PyTorch Pre-Allocation to avoid OOM does not work

So, I am trying to finetune FCoref using the trainer in GitHub - shon-otmazgin/fastcoref
This uses a Dynamic Batching with variable length and this creates an issue on CUDA because once PyTorch allocates memory for the first batch, it does not increase it.

So, following this guide here: Performance Tuning Guide — PyTorch Tutorials 1.12.1+cu102 documentation
I added this to my code and I call it before running the actual training (right after creating the model and moving it to CUDA):

batch = {
            "input_ids": torch.rand(9, 5, 512),
            "attention_mask": torch.rand(9, 5, 512),
            "gold_clusters": torch.rand(9, 58, 39, 2),
            "leftovers": {
                "input_ids": torch.rand(4),
                "attention_mask": torch.rand(4),
            }
        }
        batch['input_ids'] = torch.tensor(batch['input_ids'], device=self.device)
        batch['attention_mask'] = torch.tensor(batch['attention_mask'],
                                               device=self.device)
        batch['gold_clusters'] = torch.tensor(batch['gold_clusters'],
                                              device=self.device)
        if 'leftovers' in batch:
            batch['leftovers']['input_ids'] = torch.tensor(
                batch['leftovers']['input_ids'], device=self.device)
            batch['leftovers']['attention_mask'] = torch.tensor(
                batch['leftovers']['attention_mask'],
                device=self.device)
        self.model.zero_grad()
        self.model.train()
        with torch.cuda.amp.autocast():
            outputs = self.model(batch, gold_clusters=batch['gold_clusters'],
                                 return_all_outputs=False)

        loss = outputs[0]  # model outputs are always tuple in transformers (see doc)
        loss.backward()

At first, I was getting OOM issues with this because it was too big (I basically created the biggest tensors in each key according to my dataset).
So, instead, I created a batch that looks like my biggest batch in the actual data (according to the sum of tensor sizes):

batch = {
            "input_ids": torch.rand(4, 1, 512),
            "attention_mask": torch.rand(4, 1, 512),
            "gold_clusters": torch.rand(4, 11, 24, 2),
            "leftovers": {
                "input_ids": torch.rand(4, 459),
                "attention_mask": torch.rand(4, 459),
            }
        }

Now, this works but when the actual training starts, I run into the same issue even though the first batch is smaller than the pre-allocation batch:
OutOfMemoryError: CUDA out of memory.
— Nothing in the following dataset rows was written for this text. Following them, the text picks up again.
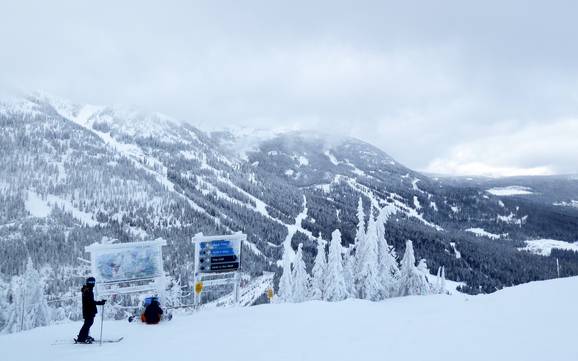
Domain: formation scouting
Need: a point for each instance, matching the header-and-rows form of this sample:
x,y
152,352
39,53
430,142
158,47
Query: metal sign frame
x,y
153,282
217,277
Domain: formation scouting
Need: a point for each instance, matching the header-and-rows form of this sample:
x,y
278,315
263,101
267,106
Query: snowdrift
x,y
535,321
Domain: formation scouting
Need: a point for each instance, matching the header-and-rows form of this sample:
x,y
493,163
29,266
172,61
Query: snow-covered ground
x,y
543,247
510,191
480,232
529,322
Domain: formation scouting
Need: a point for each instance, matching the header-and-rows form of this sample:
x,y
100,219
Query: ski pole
x,y
101,322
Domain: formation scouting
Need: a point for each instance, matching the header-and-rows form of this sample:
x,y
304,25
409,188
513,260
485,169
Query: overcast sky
x,y
458,87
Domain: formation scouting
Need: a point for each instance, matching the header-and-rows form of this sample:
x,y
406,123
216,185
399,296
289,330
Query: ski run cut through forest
x,y
529,322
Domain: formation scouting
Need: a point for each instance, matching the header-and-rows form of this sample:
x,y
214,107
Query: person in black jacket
x,y
88,310
152,313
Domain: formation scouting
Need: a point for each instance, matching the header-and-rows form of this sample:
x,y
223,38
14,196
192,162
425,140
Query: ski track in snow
x,y
517,323
543,247
130,151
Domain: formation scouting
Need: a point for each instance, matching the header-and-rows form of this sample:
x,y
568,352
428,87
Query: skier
x,y
88,310
152,313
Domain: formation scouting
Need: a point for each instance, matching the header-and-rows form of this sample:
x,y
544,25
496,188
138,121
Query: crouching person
x,y
153,312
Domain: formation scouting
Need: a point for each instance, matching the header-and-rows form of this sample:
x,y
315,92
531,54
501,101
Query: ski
x,y
96,342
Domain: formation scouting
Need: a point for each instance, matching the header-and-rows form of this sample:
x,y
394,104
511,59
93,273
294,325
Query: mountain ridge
x,y
173,180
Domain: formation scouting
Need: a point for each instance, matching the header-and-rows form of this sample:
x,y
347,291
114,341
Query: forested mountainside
x,y
72,175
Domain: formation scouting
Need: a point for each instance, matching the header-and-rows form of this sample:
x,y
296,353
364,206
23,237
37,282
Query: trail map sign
x,y
217,261
127,267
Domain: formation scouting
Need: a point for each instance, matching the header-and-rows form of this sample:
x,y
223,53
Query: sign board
x,y
126,267
218,253
218,261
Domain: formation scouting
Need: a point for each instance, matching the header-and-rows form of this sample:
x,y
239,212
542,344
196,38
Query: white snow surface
x,y
518,323
36,206
543,247
510,191
480,232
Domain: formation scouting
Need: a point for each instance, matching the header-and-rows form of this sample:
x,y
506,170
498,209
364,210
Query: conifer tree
x,y
388,268
349,271
29,302
285,292
443,284
301,280
358,248
369,285
336,289
319,272
411,279
5,306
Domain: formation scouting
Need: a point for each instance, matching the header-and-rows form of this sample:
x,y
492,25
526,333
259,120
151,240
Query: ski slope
x,y
535,321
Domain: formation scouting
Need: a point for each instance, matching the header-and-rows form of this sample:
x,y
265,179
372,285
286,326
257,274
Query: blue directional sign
x,y
219,255
216,244
220,252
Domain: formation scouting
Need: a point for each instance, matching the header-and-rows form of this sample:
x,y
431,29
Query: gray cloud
x,y
442,86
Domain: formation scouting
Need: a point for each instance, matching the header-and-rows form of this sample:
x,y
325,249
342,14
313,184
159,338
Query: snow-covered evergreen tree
x,y
438,286
349,271
336,288
301,279
5,306
358,247
318,286
368,278
285,293
443,282
387,260
29,302
425,274
412,281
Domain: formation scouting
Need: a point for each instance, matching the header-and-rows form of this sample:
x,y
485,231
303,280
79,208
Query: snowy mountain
x,y
516,323
73,174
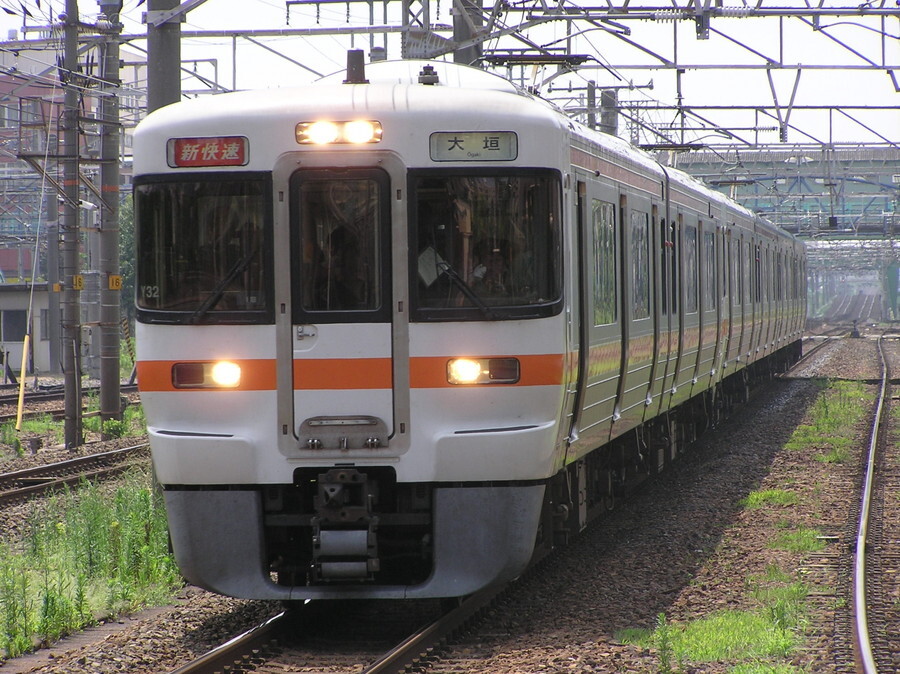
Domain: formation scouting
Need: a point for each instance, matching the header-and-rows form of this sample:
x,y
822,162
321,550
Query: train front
x,y
351,335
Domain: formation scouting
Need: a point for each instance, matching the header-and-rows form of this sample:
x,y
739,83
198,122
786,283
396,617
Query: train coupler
x,y
345,545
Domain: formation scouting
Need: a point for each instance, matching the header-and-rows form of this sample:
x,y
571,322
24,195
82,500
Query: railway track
x,y
875,557
23,484
269,646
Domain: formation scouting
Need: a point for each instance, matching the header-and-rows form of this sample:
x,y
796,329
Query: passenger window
x,y
604,221
640,264
691,270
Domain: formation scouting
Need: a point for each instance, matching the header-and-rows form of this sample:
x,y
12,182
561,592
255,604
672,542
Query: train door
x,y
602,355
342,365
666,304
690,304
709,295
724,324
637,314
736,272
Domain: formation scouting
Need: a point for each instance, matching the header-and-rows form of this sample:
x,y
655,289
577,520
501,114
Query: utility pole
x,y
163,55
69,232
468,20
110,276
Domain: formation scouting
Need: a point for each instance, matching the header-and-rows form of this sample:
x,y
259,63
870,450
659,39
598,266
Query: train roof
x,y
395,87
Tried to allocate 74.00 MiB (GPU 0; 14.56 GiB total capacity; 13.31 GiB already allocated; 36.44 MiB free; 13.76 GiB reserved in total by PyTorch) If reserved memory is >> allocated memory try setting max_split_size_mb to avoid fragmentation. See documentation for Memory Management and PYTORCH_CUDA_ALLOC_CONF

Other things I tried:

  1. export 'PYTORCH_CUDA_ALLOC_CONF=max_split_size_mb:21'
  2. Decreasing batch size, but due to the variability I keep running into the same issue.

My machine:

  • runs Debian 4.19.260-1 (2022-09-29) x86_64 GNU/Linux
  • T4 GPU with 16 GB VRAM

Any idea?

Could you install the latest stable or nightly release with the CUDA 11.7 runtime, as we’ve enabled lazy module loading, which should reduce the memory footprint significantly (assuming you are usign an older release)?

I am using CUDA11.6 but is lazy loading gonna solve this?
It is not much of a memory footprint issue as it is that the first memory allocation sticks and never changes for later variable size batches.